What's sad is a company that brings in 70 million can't do its job with 400 employees. 

Sounds like the typical government never enough money, tax tax tax.


Sent from my DROIDX using Tapatalk


----------



## goofy elk (Dec 16, 2007)

swbuckmaster said:


> What's sad is a company that brings in 70 million can't do its job with 400 employees.
> 
> Sounds like the typical government never enough money, tax tax tax.
> 
> Sent from my DROIDX using Tapatalk


WOW :shock: That's like 10 posts in a row now I totally AGREE with you!

And Tree, 
When I say hire enough to get the job done right,,,How about this idea? A million to cover 38 specialist personnel,,,,,they each get a unit...
They eat , sleep, and live on "their" unit when on duty.....

#1 priority, Herd counts on "Their" unit,,,,Get it right!

#2 priority, Recommend specific needs for "Their" unit to improve herd growth..

The list go's on, But I think having someone from the DWR held accountable,
And responsible, for each unit would be a great idea...............


----------



## ROI (Jul 13, 2009)

Goffy elk,, I think we already have DWR staff that are assigned to these areas. When they do the counts we don't believe them. Why would these people be belived anymore than the current employees? Your "Get it Right" statement implies that it was done wrong before. What would you suggest is done differently with these newly assigned DWR employees that will get hunters to believe their numbers.


----------



## Treehugnhuntr (Sep 7, 2007)

ROI said:


> Goffy elk,, I think we already have DWR staff that are assigned to these areas. When they do the counts we don't believe them. Why would these people be belived anymore than the current employees? Your "Get it Right" statement implies that it was done wrong before. What would you suggest is done differently with these newly assigned DWR employees that will get hunters to believe their numbers.


+1. What would make you believe then opposed to now?

Count deer, really? At this point that's your suggestion? What makes you think they aren't using the best available methods at the moment?


----------



## Packout (Nov 20, 2007)

Muley- I can respect your last post. Now get out there and do something (keep doing something) more than lobby for micro-buck hunter management. 

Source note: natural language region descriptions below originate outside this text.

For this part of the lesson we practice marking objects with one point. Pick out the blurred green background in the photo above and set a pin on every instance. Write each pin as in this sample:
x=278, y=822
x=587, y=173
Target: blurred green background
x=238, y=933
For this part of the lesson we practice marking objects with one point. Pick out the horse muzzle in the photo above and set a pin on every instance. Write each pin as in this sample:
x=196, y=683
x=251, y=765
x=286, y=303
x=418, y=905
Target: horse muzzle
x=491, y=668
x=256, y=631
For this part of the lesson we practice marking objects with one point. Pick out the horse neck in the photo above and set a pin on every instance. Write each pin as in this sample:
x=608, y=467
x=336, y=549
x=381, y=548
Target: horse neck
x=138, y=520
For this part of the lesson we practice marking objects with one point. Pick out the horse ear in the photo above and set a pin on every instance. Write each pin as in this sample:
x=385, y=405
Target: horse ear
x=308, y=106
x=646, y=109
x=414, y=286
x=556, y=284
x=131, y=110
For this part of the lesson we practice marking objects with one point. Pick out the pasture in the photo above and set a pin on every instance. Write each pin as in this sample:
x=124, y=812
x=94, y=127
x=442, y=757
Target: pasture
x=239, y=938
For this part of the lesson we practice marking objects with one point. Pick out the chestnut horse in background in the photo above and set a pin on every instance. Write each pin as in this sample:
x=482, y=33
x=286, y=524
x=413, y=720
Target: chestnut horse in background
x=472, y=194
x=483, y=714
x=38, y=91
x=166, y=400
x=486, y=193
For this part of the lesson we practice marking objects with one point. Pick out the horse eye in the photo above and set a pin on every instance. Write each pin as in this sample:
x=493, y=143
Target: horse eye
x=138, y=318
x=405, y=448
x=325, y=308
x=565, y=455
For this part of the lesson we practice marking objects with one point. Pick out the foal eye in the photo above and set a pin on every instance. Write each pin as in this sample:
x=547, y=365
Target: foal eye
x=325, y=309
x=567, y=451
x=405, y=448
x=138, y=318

Goofy- Come now, you want to hire 38 specialists for $1 million? Where are you going to find 38 mule deer specialists willing to work for a salary of $26,315.79? What are they going to drive? What phone are they going to use? Are they getting fuel for free? Do they use donated optics, donated pencils, and donated internet? No health insurance, eh? You sure bring some laughs to the topics here. You want more government employees that you will not believe. 

If we could buy our way into larger mule deer herds then I believe it would already have been done.


----------



## Treehugnhuntr (Sep 7, 2007)

Packout said:


> Goofy- Come now, you want to hire 38 specialists for $1 million? Where are you going to find 38 mule deer specialists willing to work for a salary of $26,315.79?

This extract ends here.